Researchers have found that two experimental Alzheimer’s drugs, known as CMS121 and J147, improve memory and slow the degeneration of brain cells.
The research, published in the journal eLife, suggests that the drugs may be useful for treating a broader array of conditions and points out a new pathway that links normal ageing to Alzheimer’s disease.
“This study further validated these two compounds not only as Alzheimer’s drug candidates, but also as potentially more widely useful for their anti-aging effects,” said the study’s co-author Pamela Maher, a senior staff scientist at The Salk Institute for Biological Studies in the US.
The researchers have shown how these compounds can slow ageing in healthy older mice, blocking the damage to brain cells that normally occurs during ageing and restoring the levels of specific molecules to those seen in younger brains.
Old age is the biggest risk factor for Alzheimer’s disease and above the age of 65, a person’s risk of developing the disease doubles about every five years.
“The contribution of old age-associated detrimental processes to the disease has been largely neglected in Alzheimer’s disease drug discovery,” said Antonio Currais, a Salk staff scientist and first author of the new paper.
In the new study, the researchers turned to a strain of mice that age unusually fast.
A subset of these mice was given CMS121 or J147 beginning at nine months old — the equivalent to late middle age in humans.
After four months, the team tested the memory and behaviour of the animals and analysed the genetic and molecular markers in their brains.

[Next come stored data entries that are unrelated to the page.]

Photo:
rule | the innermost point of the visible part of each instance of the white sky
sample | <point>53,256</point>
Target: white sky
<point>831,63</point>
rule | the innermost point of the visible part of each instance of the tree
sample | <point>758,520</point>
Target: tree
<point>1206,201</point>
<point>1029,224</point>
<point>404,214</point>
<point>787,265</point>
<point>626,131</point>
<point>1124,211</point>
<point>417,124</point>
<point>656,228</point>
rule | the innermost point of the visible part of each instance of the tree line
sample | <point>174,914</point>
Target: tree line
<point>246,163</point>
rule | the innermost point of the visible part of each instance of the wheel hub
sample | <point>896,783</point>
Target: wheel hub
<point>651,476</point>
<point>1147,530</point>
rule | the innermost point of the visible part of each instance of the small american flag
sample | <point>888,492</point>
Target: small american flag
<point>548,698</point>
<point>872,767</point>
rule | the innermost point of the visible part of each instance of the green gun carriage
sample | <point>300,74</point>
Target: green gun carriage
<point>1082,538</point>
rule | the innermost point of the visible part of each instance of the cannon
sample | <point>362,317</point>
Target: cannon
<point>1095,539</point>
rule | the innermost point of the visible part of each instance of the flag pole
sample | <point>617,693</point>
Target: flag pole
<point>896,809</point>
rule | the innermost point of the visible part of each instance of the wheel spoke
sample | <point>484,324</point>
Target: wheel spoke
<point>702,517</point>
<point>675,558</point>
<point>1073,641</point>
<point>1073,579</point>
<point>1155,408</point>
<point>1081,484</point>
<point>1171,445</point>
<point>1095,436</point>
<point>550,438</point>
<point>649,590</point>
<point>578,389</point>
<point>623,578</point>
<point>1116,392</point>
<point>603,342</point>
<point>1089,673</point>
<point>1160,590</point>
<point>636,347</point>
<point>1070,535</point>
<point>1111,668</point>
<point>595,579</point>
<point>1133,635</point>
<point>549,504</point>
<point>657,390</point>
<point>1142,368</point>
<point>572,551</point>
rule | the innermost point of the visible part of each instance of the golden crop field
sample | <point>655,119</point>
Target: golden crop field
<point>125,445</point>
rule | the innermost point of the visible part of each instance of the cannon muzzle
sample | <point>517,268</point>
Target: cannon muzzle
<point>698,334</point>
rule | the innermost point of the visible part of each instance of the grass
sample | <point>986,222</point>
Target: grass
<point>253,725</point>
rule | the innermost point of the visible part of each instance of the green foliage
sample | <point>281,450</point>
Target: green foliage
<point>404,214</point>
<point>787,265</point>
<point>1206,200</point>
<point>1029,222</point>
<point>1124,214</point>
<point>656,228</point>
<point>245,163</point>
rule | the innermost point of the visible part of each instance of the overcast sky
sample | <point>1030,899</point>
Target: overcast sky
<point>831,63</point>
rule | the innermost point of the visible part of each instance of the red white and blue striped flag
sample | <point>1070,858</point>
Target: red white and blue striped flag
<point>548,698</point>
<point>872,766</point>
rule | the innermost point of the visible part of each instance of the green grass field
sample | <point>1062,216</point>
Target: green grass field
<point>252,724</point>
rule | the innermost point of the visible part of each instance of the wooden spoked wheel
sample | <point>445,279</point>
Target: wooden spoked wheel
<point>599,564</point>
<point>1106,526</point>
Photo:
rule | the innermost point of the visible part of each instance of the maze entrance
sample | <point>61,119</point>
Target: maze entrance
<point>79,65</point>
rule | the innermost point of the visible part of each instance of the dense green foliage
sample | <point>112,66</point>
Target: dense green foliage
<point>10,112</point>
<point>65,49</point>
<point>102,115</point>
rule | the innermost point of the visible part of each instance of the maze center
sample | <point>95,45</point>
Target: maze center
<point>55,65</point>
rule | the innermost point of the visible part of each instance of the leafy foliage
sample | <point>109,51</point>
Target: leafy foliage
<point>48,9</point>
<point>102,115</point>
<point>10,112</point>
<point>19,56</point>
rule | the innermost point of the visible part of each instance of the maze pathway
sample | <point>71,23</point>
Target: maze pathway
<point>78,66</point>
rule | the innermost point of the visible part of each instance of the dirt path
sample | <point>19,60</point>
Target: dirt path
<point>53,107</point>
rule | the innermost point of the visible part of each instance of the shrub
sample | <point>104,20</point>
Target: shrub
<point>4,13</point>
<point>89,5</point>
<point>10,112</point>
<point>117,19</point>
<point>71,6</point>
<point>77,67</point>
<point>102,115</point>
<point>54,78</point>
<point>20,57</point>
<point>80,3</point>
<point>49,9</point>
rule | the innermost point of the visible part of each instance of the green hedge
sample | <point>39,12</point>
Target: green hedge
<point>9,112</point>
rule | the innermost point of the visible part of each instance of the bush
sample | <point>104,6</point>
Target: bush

Not only did the animals given either of the drug candidates performed better on memory tests than mice that had not received any treatment, but their brains also showed differences at the cellular and molecular levels.
In particular, expression of genes associated with the cell’s energy-generating structures called mitochondria was preserved by CMS121 and J147 with ageing.
“The bottom line was that these two compounds prevent molecular changes that are associated with ageing,” said Maher.
More detailed experiments showed that both drugs affected mitochondria by increasing levels of the chemical acetyl-coenzyme A (acetyl-coA).